Math292 Textbook Examples of Regular Singular Points

Section 5.2 Examples of Regular Singular Points

Subsection 5.2.1 Find the regular singular points of the ODE \(x^2 y'' + x y' + x^2 y = 0\text{.}\)

Matching this up with \(P(x) y'' + Q(x) y' + R(x) y = 0\text{,}\) we see that \(P(x) = x^2\text{,}\) \(Q(x) = x\text{,}\) and \(R(x) = x^2\text{.}\) Note that all of these are (technically) power series in \(x\text{.}\)

Next, we find the singular points of the ODE, which starts by setting \(P(x) = x^2 = 0\text{.}\) Thus, the only possible singular point is \(x = 0\text{.}\)

Next, we check if \(x = 0\) is regular. As in the method, define \(q(x) = Q(x)/P(x) = x/x^2 = 1/x\) and \(r(x) = R(x)/P(x) = x^2/x^2 = 1\text{.}\) Then, we'll compute the following limits:

\begin{gather*} \lim_{x \to 0} x q(x) = \lim_{x \to 0} x \cdot \frac1x = 1, \end{gather*}

and

\begin{gather*} \lim_{x \to 0} x^2 r(x) = \lim_{x \to 0} x^2 \cdot 1 = 0. \end{gather*}

Since both of these limits are finite, \(x = 0\) is a regular singular point.

Subsection 5.2.2 Find the regular singular points of \((x-1)^2(x+1)y'' + xy' + (x-1)y = 0\)

Try this one yourself! We have \(P(x) = (x-1)^2 (x+1)\text{,}\) \(Q(x) = x\text{,}\) and \(R(x) = x-1\) in this case.

Question 5.2.1. Where do I start?

Start by setting \(P(x) = 0\) and solving for \(x\) to find the possible singular points of the ODE. You'll see that \(x = 1, -1\text{.}\)
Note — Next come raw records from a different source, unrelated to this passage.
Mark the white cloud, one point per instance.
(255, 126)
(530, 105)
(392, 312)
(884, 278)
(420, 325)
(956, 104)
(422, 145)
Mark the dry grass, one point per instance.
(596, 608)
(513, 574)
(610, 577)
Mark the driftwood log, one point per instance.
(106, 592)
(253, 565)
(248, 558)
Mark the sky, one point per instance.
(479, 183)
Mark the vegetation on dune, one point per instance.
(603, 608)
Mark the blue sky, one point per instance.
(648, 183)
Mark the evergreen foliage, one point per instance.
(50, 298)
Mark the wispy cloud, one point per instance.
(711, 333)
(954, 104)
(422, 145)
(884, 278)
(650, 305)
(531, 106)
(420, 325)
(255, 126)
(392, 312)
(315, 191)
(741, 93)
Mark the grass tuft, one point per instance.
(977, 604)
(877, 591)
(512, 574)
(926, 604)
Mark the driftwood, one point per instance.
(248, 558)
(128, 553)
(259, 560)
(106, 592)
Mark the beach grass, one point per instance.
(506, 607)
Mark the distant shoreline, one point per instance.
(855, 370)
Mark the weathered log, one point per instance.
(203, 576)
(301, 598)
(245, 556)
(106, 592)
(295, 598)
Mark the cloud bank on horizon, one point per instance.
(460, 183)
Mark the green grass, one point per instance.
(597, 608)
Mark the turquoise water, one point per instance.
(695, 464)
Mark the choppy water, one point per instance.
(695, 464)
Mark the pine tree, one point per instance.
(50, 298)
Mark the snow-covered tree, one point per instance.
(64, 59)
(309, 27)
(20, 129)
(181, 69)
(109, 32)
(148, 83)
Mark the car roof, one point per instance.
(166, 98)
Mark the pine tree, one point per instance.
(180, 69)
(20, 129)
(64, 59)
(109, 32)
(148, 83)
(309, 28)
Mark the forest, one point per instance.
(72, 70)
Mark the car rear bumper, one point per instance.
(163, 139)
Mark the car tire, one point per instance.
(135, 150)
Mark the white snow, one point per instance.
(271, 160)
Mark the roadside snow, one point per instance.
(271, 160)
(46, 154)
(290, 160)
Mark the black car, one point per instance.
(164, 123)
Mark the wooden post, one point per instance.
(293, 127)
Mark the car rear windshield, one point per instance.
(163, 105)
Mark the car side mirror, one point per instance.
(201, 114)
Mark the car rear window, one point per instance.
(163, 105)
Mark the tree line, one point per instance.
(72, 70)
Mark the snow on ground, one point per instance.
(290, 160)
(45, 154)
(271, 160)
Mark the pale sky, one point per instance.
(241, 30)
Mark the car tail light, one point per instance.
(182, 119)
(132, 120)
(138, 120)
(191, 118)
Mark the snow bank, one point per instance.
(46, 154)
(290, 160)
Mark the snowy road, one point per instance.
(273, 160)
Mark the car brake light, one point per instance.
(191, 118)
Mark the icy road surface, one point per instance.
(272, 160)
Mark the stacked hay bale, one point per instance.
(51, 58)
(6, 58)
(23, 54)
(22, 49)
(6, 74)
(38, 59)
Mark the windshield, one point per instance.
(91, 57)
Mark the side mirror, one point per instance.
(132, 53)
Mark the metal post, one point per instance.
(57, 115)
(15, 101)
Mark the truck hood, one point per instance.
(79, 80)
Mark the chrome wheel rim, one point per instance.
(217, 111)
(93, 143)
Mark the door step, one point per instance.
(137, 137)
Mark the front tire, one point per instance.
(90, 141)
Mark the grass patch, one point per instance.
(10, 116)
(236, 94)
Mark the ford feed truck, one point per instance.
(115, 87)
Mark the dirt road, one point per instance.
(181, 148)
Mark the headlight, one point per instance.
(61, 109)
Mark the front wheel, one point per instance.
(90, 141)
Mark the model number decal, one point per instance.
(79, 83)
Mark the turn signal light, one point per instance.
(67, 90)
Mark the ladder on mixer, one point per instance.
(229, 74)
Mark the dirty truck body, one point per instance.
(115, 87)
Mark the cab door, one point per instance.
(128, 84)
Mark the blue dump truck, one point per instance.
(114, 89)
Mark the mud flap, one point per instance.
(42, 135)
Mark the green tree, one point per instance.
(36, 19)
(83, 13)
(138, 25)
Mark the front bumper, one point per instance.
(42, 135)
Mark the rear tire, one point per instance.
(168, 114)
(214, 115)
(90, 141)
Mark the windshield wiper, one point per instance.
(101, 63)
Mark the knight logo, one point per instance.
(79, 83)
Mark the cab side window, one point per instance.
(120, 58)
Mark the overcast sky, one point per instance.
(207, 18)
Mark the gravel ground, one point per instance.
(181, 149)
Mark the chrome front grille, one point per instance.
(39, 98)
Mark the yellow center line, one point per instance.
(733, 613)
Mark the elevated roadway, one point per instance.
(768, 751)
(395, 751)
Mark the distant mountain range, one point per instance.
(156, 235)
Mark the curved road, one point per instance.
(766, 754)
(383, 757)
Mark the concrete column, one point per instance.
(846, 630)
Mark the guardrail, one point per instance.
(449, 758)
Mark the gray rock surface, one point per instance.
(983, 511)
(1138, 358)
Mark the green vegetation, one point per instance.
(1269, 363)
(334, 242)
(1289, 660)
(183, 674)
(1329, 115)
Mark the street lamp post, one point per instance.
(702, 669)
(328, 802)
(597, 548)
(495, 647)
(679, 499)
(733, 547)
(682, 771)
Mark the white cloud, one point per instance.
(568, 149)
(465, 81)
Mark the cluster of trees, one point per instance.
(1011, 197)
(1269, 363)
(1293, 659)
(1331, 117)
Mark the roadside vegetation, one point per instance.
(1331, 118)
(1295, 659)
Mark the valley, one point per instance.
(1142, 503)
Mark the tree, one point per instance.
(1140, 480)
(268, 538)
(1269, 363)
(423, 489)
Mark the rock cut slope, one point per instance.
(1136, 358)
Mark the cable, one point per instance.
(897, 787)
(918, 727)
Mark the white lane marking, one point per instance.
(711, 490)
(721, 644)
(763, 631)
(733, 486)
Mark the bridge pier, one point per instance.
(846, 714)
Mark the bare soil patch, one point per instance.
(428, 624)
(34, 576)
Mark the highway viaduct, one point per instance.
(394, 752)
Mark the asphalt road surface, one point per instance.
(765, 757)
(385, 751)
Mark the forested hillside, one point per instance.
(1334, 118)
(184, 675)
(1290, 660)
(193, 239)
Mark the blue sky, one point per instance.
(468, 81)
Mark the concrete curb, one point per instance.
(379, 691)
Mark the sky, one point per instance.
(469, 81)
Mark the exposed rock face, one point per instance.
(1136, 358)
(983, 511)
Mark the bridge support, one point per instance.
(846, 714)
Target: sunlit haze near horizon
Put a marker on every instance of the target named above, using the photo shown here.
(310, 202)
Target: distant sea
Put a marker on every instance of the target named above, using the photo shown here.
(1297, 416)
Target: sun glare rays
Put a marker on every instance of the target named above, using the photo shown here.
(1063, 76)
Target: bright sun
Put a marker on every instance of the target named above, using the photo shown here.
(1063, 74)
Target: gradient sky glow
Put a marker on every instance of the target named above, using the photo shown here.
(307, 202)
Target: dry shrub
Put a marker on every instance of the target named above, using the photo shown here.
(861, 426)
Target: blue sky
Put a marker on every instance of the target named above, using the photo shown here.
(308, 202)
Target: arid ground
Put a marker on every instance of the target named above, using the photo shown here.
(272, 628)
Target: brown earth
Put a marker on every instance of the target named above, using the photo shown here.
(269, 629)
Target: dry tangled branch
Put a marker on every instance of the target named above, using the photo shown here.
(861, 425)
Question 5.2.2. What do I do next?

Next, find \(q(x) = Q(x)/P(x)\) and \(r(x) = R(x)/P(x)\text{.}\) Calculate the two limits

\begin{gather*} \lim_{x \to 1} (x - 1)q(x) \qquad \text{and} \qquad \lim_{x \to 1} (x-1)^2 r(x), \end{gather*}

and the two limits

\begin{gather*} \lim_{x \to -1} (x + 1)q(x) \qquad \text{and} \qquad \lim_{x \to -1} (x+1)^2 r(x). \end{gather*}

Which of these limits are finite?

Answer

\(x = -1\) is a regular singular point and \(x = 1\) is not.